We analysed nine suburbs using 30+ data points spanning yield, price momentum, supply dynamics, and tenant demand. Here is how they stack up.

Tuggerah punches above its weight with a 4.03% yield and the strongest quarterly momentum in this group at +4.75%. Rail access, proximity to Tuggerah Westfield, and the M1 corridor underpin tenant demand. Low stock on market (0.50%) and fast days on market (20 days) signal tight supply conditions. Annualised growth trajectory points to ~19% if momentum holds, making it the standout mover on the Central Coast right now.
A newer, family-oriented suburb benefiting from modern housing stock and school infrastructure. The 3.96% yield is strong for the price point ($984k median), and quarterly growth of +3.58% reflects rising demand as buyers get priced out of inner Central Coast suburbs. 12-month rent growth of +8.70% confirms tightening rental supply. One to watch as infill continues.
Blue Haven matches Tuggerah on yield at 4.03% but at a lower entry price ($825k). Days on market sit at just 15, the fastest in this group, signalling strong buyer competition. Owner-occupier rates are moderate (67%), leaving room for investor acquisition without skewing the tenant pool. Solid fundamentals for cash flow-first buyers.
Positioned between Gorokan and Lake Haven, Charmhaven benefits from affordability ($827k) and steady quarterly growth of +2.73%. Rental demand is stable with low vacancy (0.94% across the LGA corridor). The 5-year median price growth of +56.78% shows this suburb has been quietly compounding.

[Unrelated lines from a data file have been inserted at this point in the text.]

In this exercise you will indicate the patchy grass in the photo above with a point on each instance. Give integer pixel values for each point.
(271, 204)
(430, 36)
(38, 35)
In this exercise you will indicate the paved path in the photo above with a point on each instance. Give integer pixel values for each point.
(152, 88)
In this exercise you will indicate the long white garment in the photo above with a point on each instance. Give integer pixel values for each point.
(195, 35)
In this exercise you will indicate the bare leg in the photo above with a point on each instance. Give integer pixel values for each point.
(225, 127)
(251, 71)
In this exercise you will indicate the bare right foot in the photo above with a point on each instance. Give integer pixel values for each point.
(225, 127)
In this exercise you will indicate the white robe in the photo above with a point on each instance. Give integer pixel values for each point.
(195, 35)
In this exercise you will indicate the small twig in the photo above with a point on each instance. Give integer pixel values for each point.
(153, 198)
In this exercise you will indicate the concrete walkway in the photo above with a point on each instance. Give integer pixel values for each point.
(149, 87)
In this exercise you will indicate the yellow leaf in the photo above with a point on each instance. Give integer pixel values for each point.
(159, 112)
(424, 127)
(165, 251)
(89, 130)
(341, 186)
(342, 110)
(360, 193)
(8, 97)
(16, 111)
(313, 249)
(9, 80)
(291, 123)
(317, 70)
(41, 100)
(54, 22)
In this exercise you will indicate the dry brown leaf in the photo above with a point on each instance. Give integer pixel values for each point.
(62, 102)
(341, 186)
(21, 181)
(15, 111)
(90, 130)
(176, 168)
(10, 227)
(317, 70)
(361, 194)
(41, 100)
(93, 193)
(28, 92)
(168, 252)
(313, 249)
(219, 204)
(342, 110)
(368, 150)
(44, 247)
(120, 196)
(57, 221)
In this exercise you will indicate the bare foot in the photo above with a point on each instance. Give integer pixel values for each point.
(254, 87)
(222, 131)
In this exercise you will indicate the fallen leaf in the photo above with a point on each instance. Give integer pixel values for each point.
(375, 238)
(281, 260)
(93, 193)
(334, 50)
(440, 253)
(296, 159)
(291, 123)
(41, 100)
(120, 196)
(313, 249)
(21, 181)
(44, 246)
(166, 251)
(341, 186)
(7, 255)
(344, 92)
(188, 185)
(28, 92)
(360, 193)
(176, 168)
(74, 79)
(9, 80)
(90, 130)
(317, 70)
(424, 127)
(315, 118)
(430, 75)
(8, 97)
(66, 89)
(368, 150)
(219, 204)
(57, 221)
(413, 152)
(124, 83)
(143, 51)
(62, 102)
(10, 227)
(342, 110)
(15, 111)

Not flashy, but consistent.
Gorokan is the volume play in this corridor: 204 average annual sales make it one of the most liquid suburbs on the Central Coast. 12-month price growth of +13.99% is the strongest in this group. At an $815k median, it remains accessible. The trade-off is a lower owner-occupier rate (60%), so watch for rental market saturation in downturns.
The lowest median price in this group at $792k makes San Remo the entry-level play. Stock on market is razor thin at 0.22%, the tightest supply metric here. Five-year price growth of +64.64% is the strongest across all nine suburbs. Low supply, strong historic growth, affordable entry; classic momentum profile.
Lake Haven sits at the commercial heart of the northern lakes corridor with strong retail infrastructure. Zero rental listings at the time of data pull signals extremely tight rental supply. Quarterly growth is modest at +0.59%, but the 5-year growth of +57.41% confirms long-term trajectory. Best suited to buy-and-hold investors targeting reliable cash flow.
The highest volume suburb in this group with 153 average annual sales and a higher price point ($930k). Quarterly and 12-month price growth are soft (+0.54% and +0.95% respectively), suggesting the suburb may be in a consolidation phase after strong prior gains. For investors, this could represent a re-entry window before the next leg up.
Wyong carries the name recognition and rail connectivity, but elevated stock on market (0.98%) and higher days on market (53) suggest the market is softer here relative to peers. Flat quarterly growth (0.00%) reinforces that. The trade-off is that Wyong's town centre revitalisation and proximity to the hospital precinct position it well for medium-term uplift once absorption catches up.